Suppose a1, b1, c1, and d1 point to heap memory and code has the following loop.

const int n=100000;  
for(int j=0;j<n;j++){  
    a1[j] += b1[j];
    c1[j] += d1[j];
}

This loop is executed 10,000 times via another outer for loop. To speed it up, I changed the code to:

for(int j=0;j<n;j++){  
    a1[j] += b1[j];
}
for(int j=0;j<n;j++){  
    c1[j] += d1[j];
}

Compiled on MicroSoft Visual C++ 10.0 , the first example takes 5.5 seconds and the double-loop example takes only 1.9 seconds.

Why?

Imagine you are working on a machine where n was just the right value for it only to be possible to hold two of your arrays in memory at one time, but the total memory available, via disk caching, was still sufficient to hold all four.

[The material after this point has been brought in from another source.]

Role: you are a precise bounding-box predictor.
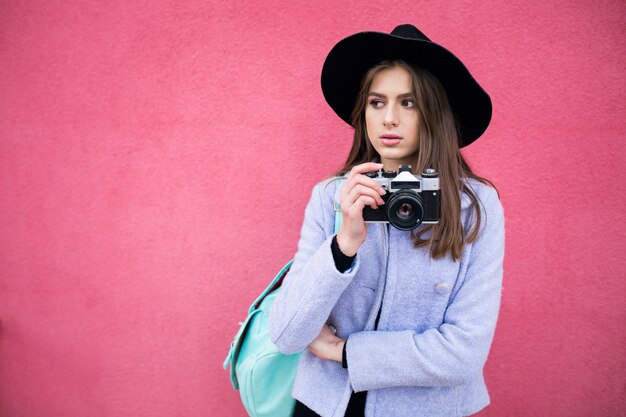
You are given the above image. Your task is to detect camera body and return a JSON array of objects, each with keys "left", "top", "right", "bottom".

Assuming a simple LIFO caching policy, this code:

for(int j=0;j<n;j++){  
    a1[j] += b1[j];
}
for(int j=0;j<n;j++){  
    c1[j] += d1[j];
}

would first cause a1 and b1 to be loaded into RAM and then be worked on entirely in RAM. When the second loop starts, c1 and d1 would then be loaded from disk into RAM and operated on.

the other loop

for(int j=0;j<n;j++){  
    a1[j] += b1[j];
    c1[j] += d1[j];
}

will page out two arrays and page in the other two every time around the loop. This would obviously be much slower.

You are probably not seeing disk caching in your tests but you are probably seeing the side effects of some other form of caching.